Y el desarraigo conlleva un sentimiento de culpa difícil de eliminar. Te
sientes culpable por haber dejado a “los tuyos” en la miseria y culpable por
haber salido adelante. Es una situación angustiosa, tienes una nacionalidad que
no se corresponde con tu ADN y por la que has tenido que pagar y luchar durante
años. Sabes que no todos somos iguales. Todos lo sabemos, aunque la
constitución de países democráticos diga lo contrario.

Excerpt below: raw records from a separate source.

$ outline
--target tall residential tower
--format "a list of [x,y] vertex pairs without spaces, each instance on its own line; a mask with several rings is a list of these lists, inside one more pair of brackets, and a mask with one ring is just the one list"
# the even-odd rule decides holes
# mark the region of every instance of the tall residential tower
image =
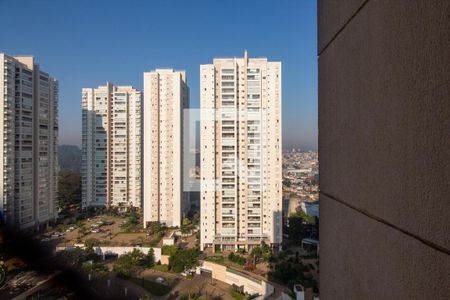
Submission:
[[32,56],[0,53],[0,214],[17,229],[57,217],[58,81]]
[[183,109],[189,106],[185,71],[144,73],[144,226],[180,226],[183,191]]
[[200,66],[201,247],[281,243],[281,63]]
[[141,207],[141,92],[82,90],[82,206]]

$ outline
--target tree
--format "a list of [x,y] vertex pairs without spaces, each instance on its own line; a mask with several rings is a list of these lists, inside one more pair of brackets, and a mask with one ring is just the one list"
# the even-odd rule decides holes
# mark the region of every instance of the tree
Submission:
[[69,210],[81,203],[81,176],[79,172],[61,170],[58,174],[58,207]]
[[169,257],[169,268],[174,272],[183,272],[198,264],[200,253],[195,249],[178,249]]
[[151,268],[155,265],[155,250],[153,250],[153,248],[150,248],[150,250],[148,250],[145,260],[148,268]]
[[138,249],[120,256],[114,262],[114,270],[122,276],[131,276],[136,269],[145,263],[145,255]]
[[161,248],[161,254],[172,256],[177,252],[177,250],[178,248],[175,245],[164,245]]

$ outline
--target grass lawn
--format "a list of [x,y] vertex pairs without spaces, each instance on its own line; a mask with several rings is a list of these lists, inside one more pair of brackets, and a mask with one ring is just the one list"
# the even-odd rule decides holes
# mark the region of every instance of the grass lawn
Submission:
[[170,292],[170,290],[172,289],[171,287],[169,287],[165,284],[148,281],[148,280],[143,280],[140,278],[131,277],[131,278],[128,278],[127,280],[143,287],[147,292],[149,292],[150,294],[153,294],[155,296],[164,296],[164,295],[168,294]]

Llegados a esta punto,
Margaryta Yakovenko concluye, a través de Daria, que la migración es una
enfermedad, es un duelo en el que lo has perdido todo, «Lloras los paisajes y el clima». Y los migrantes son aquellos que
sufren el síndrome de Ulises, en el que «la
verdadera condena es la errancia porque él no sabe cómo vivir en tierra firme
[…] Y nos hemos vuelto adictos al horizonte».
Aunque Desencajada no sea novela, es un relato autobiográfico que todos deberíamos leer antes de juzgar a los inmigrantes, porque es duro no saber dónde están enterrados los tuyos, «es imposible que les encuentre porque ni siquiera estuve en su funeral», porque es difícil mantener una relación, «cómo vamos a ser familia si ni siquiera estuvo en el lugar en el que empezó a manar la sangre». Es duro, pero hay personas que aún nos hacen creer en el ser humano. La hija de Mª José y Kiko, unos amigos muy queridos, decidió pasar el fin de año, con sus padres y hermanos, en un país remoto de África, de donde es su pareja. Bien por ti, Irene. Os merecéis toda la felicidad del mundo.